ALTIMIZDAN DÜNYA ÇEKİLİRKEN

Altımızdan dünyanın çekildiğini, dünyayla ilişkisi; bilinç, farkındalık ve öznelik olgularıyla kurulmuş olanlar bilebilirler. Zira bunlar dünyanın kendileri için anlam ve değerini, sağlam ve sahici bir tasavvur çerçevesinde bilirler.

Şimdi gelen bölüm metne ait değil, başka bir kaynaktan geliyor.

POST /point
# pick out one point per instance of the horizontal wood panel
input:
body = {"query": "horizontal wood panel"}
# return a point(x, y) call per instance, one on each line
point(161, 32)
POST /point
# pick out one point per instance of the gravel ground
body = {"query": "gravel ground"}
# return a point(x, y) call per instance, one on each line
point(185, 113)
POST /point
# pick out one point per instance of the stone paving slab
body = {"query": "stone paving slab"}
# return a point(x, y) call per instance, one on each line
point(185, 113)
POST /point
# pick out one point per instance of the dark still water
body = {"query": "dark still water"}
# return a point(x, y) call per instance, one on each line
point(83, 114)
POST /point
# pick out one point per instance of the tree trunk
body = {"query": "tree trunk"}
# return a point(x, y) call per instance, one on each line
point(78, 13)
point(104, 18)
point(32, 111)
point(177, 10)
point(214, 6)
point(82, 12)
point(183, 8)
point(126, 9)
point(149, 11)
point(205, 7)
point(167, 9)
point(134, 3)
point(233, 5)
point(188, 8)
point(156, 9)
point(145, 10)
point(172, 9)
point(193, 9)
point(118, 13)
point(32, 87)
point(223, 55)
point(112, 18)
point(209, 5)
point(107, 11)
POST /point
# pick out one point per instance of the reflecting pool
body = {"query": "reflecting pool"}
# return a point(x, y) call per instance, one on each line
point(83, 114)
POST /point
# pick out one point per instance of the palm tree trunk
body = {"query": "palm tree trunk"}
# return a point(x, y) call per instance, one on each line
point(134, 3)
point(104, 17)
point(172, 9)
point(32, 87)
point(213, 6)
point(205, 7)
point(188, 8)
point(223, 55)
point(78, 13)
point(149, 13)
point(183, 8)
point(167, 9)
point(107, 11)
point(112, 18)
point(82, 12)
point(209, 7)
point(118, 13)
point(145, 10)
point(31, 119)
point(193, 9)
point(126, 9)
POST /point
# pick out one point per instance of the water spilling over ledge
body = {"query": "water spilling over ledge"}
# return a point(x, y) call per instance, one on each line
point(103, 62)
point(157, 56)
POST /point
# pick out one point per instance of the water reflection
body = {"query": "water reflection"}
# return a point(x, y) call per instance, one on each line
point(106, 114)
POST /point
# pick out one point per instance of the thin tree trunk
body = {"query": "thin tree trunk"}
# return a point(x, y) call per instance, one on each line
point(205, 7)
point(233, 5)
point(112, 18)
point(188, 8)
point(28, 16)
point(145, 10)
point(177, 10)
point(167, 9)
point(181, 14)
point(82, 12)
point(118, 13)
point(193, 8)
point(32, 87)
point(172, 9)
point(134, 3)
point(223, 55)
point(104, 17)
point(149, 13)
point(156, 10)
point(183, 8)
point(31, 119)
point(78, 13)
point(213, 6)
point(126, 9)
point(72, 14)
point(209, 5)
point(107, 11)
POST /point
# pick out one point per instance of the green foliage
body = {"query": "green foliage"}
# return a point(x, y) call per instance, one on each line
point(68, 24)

Bu tasavvur,  varlığın, hayatın ve insanın hakikati çerçevesinde olduğu için, hayatın her anı, dikkatle ve hassasiyetle, gözlemleri ve kontrolleri altındadır.

Hassas kamera ve sensörlerle, güvenlikleri takip altında olan evlerde, olağandışı bir hareket olunca hemen fark edilmesi gibi; hayatın ve insanların doğasına aykırı herhangi bir durum doğunca da bu insanlar fark ederler.

Evin mahremiyetinin, içerisinde bulunanların hukukunun, bunlara tecavüzün bedellerinin, bir emanet bilinci içerisinde farkında olmayanlar için; idrak, gözlem, kontrol ve hassasiyet olguları söz konusu edilemez. Zira bunlar için; nefsin talep ve ölçüleri çerçevesinde ulaşılacak hedefler vardır. Başarı, güç, fayda, sahip olmak, haz, beğenilmek, değer görmek, rahatlık, eğlence vb. kriterler ana belirleyici unsurlardır. Asıl mesele; bunların orijinal anlam ve değerlerinden haberdar olmayanlar, bunlar için belirlenecek her yeni anlam ve değeri kabul edip, buna adapte bir hayat yaşamayı normal görüp içselleştirmişlerse, onlar için, dünyanın altlarından, sürmenin gözlerinden, aklın başından çekilip, alınması fark edilemeyecek ve hiçbir önem taşımayacaktır.

Zira, dünya altlarından çekilerken sürece, bu durum için de hale uygun, yeni bir anlam ve değer imal edilip, öncelikle bunlar kabul ettirilerek başlandığından; yeni durum bir anormallik ve risk algısı oluşturmayacaktır. Bunu fark etmek için illaki; elde orijinal anlamlar, değerler ve bunları gerçekleştirecek parametrelerden oluşan kıyas ölçüleri olursa ve dünyaya bu ölçüler üzerinden yaklaşılabilirse, anormal durumları fark etmek mümkün olacaktır.

Dünya, indirildiğimiz boyuta tekrar yükselebilmenin zeminidir. Dünyanın altımızdan çekilmesi, daha alt bir boyuta düşmenin nedeni olacaktır.

Basit bir önerim var. Halihazırdaki hayat algımızı oluşturan kavramların arasına; farkında, özne, dahil ve müdahil olmak; adalet, merhamet, idrak, mesuliyet, mücahede, akletmek, en doğru davranış ve paylaşmayı ekleyip - fakat sadece zihindeki soyut bilgiler olarak değil; algı, tasavvur, duygu, inanç, karar ve davranış boyutlarında - sonra da nelerin değiştiğini gözleyelim. Muhtemelen dünya altımızdan çekilirken tutacak bir dal bulmanın ve düşmemenin yegâne yolu bu olabilir.